Police bosses were informed of the algorithmic discrimination in late 2024. The government-ordered laboratory study found the system was had a higher probability to produce incorrect matches for images depicting women, individuals of Black ethnicity, and those under 40 years old.
A Policy U-Turn
In response, the national police leadership body ordered that the accuracy setting required for possible hits be increased to a point where the bias was greatly diminished.
However, this decision was reversed the next month following complaints from police that the modified technology was producing a lower number of “investigative leads”. Internal records indicate the stricter setting cut the proportion of queries that yielded potential matches from over half to a just 14%.
Severe Disparities
Although the authorities declined to specify what setting is now in operation, the latest independent review discovered the system could generate incorrect matches for Black women almost 100 times more frequently than for Caucasian women at specific configurations.

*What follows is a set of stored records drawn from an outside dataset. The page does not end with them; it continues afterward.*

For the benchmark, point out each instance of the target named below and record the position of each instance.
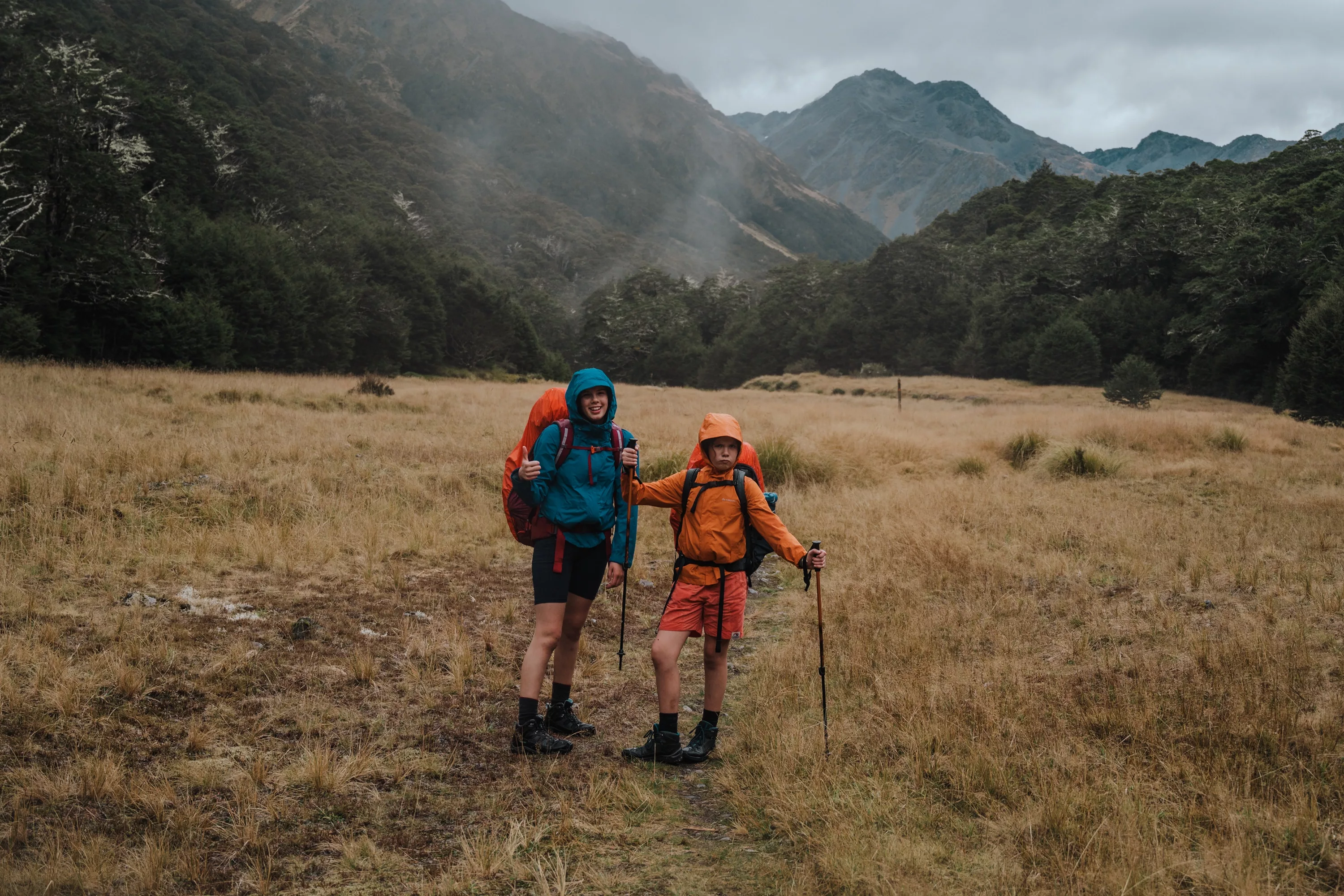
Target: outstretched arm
(662, 493)
(776, 534)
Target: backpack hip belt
(543, 528)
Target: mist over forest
(185, 185)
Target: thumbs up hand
(529, 469)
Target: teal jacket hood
(586, 379)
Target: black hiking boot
(530, 738)
(561, 719)
(662, 746)
(702, 742)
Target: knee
(663, 659)
(546, 638)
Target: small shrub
(662, 466)
(1229, 440)
(969, 466)
(1133, 383)
(370, 385)
(1022, 449)
(1081, 461)
(783, 461)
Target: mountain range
(628, 164)
(900, 154)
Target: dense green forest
(179, 186)
(1203, 272)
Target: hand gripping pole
(822, 656)
(625, 581)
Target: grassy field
(1072, 648)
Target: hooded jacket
(714, 531)
(585, 492)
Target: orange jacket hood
(718, 426)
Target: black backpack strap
(686, 489)
(740, 484)
(566, 441)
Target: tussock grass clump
(363, 667)
(1229, 440)
(370, 385)
(784, 462)
(1022, 449)
(1081, 461)
(662, 466)
(972, 466)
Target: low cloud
(1088, 74)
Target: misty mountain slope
(900, 154)
(1162, 150)
(576, 117)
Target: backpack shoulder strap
(566, 441)
(686, 489)
(740, 485)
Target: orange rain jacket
(715, 531)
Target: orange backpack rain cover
(547, 409)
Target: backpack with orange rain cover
(525, 520)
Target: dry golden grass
(1123, 683)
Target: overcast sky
(1089, 74)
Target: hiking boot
(561, 719)
(530, 738)
(662, 746)
(702, 742)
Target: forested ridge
(183, 186)
(1203, 272)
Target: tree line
(175, 189)
(1205, 273)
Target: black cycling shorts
(581, 574)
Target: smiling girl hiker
(568, 504)
(710, 583)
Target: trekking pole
(822, 659)
(625, 581)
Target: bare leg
(667, 648)
(568, 650)
(550, 618)
(715, 675)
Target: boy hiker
(710, 585)
(578, 534)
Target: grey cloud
(1088, 74)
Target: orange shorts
(695, 607)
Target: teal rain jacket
(565, 496)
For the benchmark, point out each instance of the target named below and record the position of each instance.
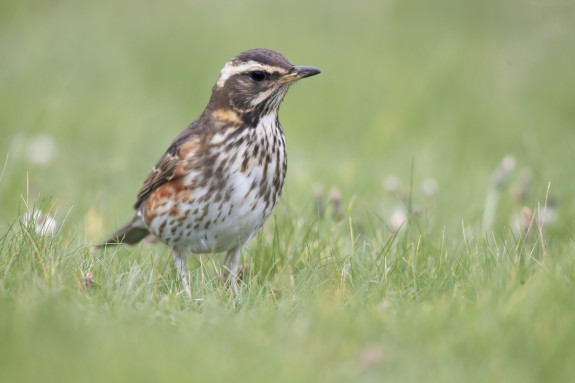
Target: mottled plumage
(221, 177)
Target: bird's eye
(257, 75)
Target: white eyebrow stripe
(230, 70)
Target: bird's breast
(227, 190)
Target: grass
(361, 274)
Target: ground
(426, 227)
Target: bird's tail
(131, 233)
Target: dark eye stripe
(258, 75)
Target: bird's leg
(231, 266)
(180, 265)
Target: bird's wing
(164, 170)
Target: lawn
(426, 228)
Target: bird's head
(256, 81)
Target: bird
(221, 177)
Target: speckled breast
(221, 198)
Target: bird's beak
(300, 72)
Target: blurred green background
(414, 89)
(92, 93)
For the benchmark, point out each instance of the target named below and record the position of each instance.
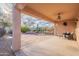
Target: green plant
(24, 29)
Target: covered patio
(50, 45)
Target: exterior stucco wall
(60, 28)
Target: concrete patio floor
(47, 45)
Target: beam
(16, 41)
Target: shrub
(24, 29)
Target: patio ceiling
(50, 11)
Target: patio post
(16, 41)
(77, 31)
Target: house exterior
(64, 16)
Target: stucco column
(77, 31)
(16, 41)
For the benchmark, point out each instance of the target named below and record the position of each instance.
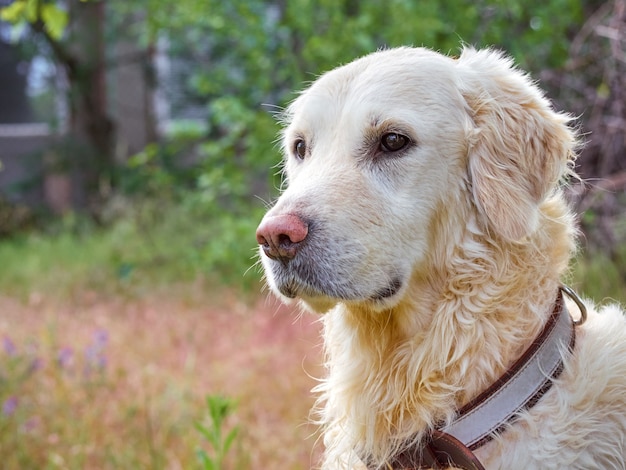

The Home Office stated on these results: “The testing found that in a limited set of circumstances the software is has a greater tendency to incorrectly include some demographic groups in its search results.”
Operational Effectiveness vs. Bias
Outlining the effect of the brief increase to the system's confidence threshold, the police records state: “This adjustment greatly lessens the effect of bias across legally safeguarded attributes of ethnicity, generation and sex but had a significant negative impact on police efficiency”. The documents further note that forces complained that “a once effective tactic now delivered outcomes of questionable value”.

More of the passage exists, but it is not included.